Die Hauptversammlung der Rheinische Aktiengesellschaft für Braunkohlenbergbau und Brikettfabrikation, Köln, beschloß, für das Geschäftsjahr 1957 an die freien Aktionäre eine Dividende von unverändert 9 v. H. zu verteilen. Das 120 Mill. DM betragende Grundkapital befindet sich zu über 97 v. H. im Besitz der RWE. Nach Mitteilung der Verwaltung ist im ersten Halbjahr 1958 gegenüber dem Vergleichszeitraum des Vorjahres die Abraumbewegung um 29,8 v. H. und die Rohkohlenförderung um 6,5 v. H. gestiegen. Die Brikettherstellung ging auf 3,04 (3,16) Mill. t leicht zurück. Die im Stromverbund arbeitenden rheinischen Braunkohlengesellschaften haben die Stromerzeugung um rund 4 v. H. erhöht.
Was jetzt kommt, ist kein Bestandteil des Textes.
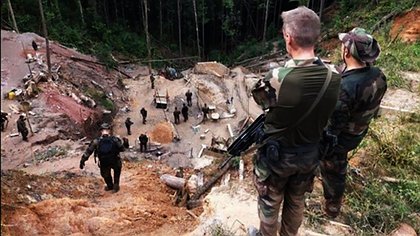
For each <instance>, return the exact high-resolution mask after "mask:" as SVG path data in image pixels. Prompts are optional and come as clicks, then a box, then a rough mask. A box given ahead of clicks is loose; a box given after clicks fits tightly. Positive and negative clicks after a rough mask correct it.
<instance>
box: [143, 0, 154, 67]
mask: <svg viewBox="0 0 420 236" xmlns="http://www.w3.org/2000/svg"><path fill="white" fill-rule="evenodd" d="M143 7H144V31H145V32H146V44H147V59H148V60H149V72H150V73H152V63H151V62H150V60H151V59H152V51H151V49H150V36H149V22H148V15H149V14H148V13H147V12H148V7H147V0H143Z"/></svg>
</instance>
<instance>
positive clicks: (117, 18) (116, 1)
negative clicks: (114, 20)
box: [113, 0, 118, 21]
mask: <svg viewBox="0 0 420 236" xmlns="http://www.w3.org/2000/svg"><path fill="white" fill-rule="evenodd" d="M113 3H114V8H115V21H118V7H117V1H115V0H113Z"/></svg>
Die Hauptversammlung der Braunkohlen- und Brikettwerke Roddergrube AG, Brühl, beschloß, wieder 10 v. H. Dividende auf das zu 99,6 v. H. im RWE-Besitz befindliche Grundkapital von 72 Mill. DM zu verteilen. Im ersten Halbjahr 1958 ist die Abraumbewegung gegenüber dem Vergleichszeitraum des Vorjahres um42,8 v.H. und die Briketterzeugung um 1,7 v.H. auf 2,3 (2,26) Mill. t gestiegen. Die Rohkohlenförderung ging um 7,4 v. H. zurück.

Die Hauptversammlung der Braunkohlen-Industrie AG "Zukunft", Weisweiler, beschloß, an die freien Aktionäre eine Dividende von unv. 7,5 v.H. zu verteilen. Das Grundkapital von 16 Mill. DM liegt zu 98 v. H. bei der RWE. – Im ersten Halbjahr 1958 hat sich die Förderung auf Grund geologischer Schwierigkeiten um 9 v. H. verringert. Dementsprechend ging auch die Briketterzeugung um ebenfalls 9 v. H. zurück.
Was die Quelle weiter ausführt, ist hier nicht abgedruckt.